As one example, in a recent study Szalay and Schrenk (1998) compared the living "edentate" and digging mammals (the xenarthran Cingulata and Myrmecophagidae, and the Pholidota), with fossil "edentates" such as palaeanodonts and the Messel Eocene Eurotamandua. The numerous function-driven polarity determinations of this study of the enigmatic phylogenetic relationships involved a high-probability adaptive framework, specifically that the fossils were also myrmecophagous and had obvious digging adaptations, either to get at food or shelter. Going beyond the well-established similarities relating to the myrmecophagous and digging habitus, it was concluded, based on the disparate form-function strategies in achieving that way of life, that the various clustered "synapomorphies" derived from parsimony analysis (most of these being previously poorly assessed adaptive or merely verbal "similarities") of the living species of the American and Old World groups were not homologous by either structural or functional-adaptive criteria. Consequently, they are not indicative of ties between the palaeanodonts and Eurotamandua, on one hand, and pangolins, on the other. The inferred adaptational background for the fossils and their structural-functional assessment in that light were fundamental in reaching these taxic conclusions. Homoplasies could be rejected prior to taxic analysis. Subsequently, corroborated phylogenetic trees fall out of such a character analysis. The Darwinian method is certainly not the straw man characterized by claims of cladists regarding functional-adaptive analysis (e.g., Schuh, 2000) that "only adaptive characters are used in phylogenetics" by Darwinians. In fact, it is the incidental and phyletically informed attributes in addition to the adaptive solutions that are sought to add to a data base as either shared and derived or transformationally revealing attributes.

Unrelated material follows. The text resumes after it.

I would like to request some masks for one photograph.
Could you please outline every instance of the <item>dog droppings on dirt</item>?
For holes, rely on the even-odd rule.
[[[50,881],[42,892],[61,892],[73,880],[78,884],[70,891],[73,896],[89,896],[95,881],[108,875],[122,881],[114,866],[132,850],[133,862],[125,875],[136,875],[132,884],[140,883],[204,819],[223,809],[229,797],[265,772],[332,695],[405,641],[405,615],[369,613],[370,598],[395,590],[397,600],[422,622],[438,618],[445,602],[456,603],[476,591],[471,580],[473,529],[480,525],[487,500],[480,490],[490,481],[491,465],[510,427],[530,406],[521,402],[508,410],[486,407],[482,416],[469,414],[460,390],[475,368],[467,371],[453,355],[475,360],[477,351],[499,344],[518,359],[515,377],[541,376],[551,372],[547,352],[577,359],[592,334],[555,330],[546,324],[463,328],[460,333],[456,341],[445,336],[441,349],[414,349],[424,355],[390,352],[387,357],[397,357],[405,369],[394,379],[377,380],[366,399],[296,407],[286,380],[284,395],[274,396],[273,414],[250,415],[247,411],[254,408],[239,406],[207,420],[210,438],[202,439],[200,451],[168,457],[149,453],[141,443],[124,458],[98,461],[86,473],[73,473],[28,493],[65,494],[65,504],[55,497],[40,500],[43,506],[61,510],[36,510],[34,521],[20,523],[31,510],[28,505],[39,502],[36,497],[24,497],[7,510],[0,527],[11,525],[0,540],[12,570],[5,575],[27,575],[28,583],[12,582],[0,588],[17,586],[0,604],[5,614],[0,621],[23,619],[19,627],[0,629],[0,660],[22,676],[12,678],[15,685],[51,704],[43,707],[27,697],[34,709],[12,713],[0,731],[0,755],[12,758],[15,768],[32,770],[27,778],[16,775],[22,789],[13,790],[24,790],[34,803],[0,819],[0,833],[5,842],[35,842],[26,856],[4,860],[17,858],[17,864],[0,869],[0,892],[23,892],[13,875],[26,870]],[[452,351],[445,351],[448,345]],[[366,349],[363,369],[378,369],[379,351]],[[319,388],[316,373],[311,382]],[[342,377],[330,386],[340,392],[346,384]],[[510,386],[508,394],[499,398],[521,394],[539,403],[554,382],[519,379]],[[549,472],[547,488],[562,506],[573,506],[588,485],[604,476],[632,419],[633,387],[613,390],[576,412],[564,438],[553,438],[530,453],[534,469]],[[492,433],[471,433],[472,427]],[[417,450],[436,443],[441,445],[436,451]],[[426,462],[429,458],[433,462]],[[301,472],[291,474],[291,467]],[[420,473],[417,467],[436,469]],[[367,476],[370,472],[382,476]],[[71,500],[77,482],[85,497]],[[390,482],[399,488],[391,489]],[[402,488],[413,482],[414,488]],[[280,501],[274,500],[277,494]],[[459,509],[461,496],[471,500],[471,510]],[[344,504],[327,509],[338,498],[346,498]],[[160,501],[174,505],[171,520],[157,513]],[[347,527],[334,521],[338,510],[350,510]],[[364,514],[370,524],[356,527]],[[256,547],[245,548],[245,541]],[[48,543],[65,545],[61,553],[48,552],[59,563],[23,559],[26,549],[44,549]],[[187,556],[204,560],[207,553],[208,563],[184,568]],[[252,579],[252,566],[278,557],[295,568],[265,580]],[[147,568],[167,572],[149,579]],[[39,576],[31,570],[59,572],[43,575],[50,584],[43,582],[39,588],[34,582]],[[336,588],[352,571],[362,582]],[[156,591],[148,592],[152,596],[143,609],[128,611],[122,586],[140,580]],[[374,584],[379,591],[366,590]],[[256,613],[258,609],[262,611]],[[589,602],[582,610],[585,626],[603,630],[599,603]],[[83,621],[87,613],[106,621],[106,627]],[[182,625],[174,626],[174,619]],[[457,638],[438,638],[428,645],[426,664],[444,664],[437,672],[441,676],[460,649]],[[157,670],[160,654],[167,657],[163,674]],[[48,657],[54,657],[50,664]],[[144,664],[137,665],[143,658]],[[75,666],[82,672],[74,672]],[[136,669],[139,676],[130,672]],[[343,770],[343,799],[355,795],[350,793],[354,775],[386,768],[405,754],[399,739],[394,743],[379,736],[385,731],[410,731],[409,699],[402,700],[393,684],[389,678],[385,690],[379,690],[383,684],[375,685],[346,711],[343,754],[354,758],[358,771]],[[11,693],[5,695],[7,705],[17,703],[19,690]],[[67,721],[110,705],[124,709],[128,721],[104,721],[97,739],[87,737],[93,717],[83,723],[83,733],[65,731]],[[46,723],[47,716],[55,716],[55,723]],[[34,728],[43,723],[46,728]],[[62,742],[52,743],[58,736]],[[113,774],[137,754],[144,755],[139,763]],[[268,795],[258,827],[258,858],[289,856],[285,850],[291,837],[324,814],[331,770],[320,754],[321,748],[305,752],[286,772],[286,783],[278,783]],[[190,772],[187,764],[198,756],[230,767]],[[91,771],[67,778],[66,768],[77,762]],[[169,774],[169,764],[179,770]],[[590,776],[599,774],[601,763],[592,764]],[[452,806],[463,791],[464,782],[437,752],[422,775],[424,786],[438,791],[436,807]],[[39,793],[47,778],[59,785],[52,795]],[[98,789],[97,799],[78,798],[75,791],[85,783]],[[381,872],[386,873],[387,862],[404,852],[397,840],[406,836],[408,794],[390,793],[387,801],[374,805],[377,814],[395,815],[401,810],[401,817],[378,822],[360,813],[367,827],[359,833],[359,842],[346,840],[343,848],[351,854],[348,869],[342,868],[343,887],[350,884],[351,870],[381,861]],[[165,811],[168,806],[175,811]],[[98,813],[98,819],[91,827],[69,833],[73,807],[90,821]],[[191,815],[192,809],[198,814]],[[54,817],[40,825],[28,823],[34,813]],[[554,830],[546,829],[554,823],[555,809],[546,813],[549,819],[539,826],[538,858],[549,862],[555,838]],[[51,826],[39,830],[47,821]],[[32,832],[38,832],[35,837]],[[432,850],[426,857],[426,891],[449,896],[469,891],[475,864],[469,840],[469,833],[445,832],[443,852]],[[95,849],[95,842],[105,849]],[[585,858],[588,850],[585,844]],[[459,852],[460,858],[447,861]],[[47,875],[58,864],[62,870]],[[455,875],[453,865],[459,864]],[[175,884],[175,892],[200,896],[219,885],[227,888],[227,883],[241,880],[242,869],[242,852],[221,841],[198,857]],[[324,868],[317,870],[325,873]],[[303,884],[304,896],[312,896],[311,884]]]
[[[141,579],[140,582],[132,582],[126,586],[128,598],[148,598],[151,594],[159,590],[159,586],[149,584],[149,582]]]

The alternatives to a Darwinian analysis of morphological attributes, particularly the cranioskeletal characters that vertebrate paleontologists rely on and that I am most familiar with, usually offer a method through which a mixed suite of similarities are subjected to parsimony procedures to sort out homoplasious and homologous similarities. The evolutionary vacuum (i.e., a lack of theoretical justification) within which, I believe, this method is practiced has been discussed elsewhere (Bock 1981; Szalay 1994). But beyond the general weakness is the complete elimination of the explicit research-based phyletics of the characters used. Phyletics, which includes both the ordering and polarization of characters, is conflated with taxic analysis, as often there is nothing beyond taxic sister-group arrangements that might give justifiable indications of a direction of transformations of non-identical (hence, not truly synapomorphous) traits. Stratocladistics also endorses a parsimony-driven cladistic approach but adds a stratigraphical dimension that improves the reliability of its taxograms (see Fisher 1994). It invariably appears that parsimony-based cladistics happens without attempts to independently test postulated synapomorphies.

The whole enterprise of phylogenetic estimation or analysis is a highly probabilistic one. If this is accepted - and I believe that it should be - there can be no theoretical objections to a procedure that is based on the guidelines provided by the mechanical and adaptational analysis of living and fossil species and their specific aspects. Most important, adaptational assessment sets a framework for a character analysis that is also necessarily transformational, as we need to decide rationally (based on sound theory) the ancestral and derived conditions. Such character analysis permits the rejection of homoplasies and allows for ancestor-descendant or branching level-specific corroboration of homologies for taxic analysis, based on some biologically and paleontologically meaningful probability assessment. Taxon phylogenies fall out of such Darwinian analysis and render the former far more probable than an axiomatized and abiological parsimony search for the congruence of often atomized traits of various taxa.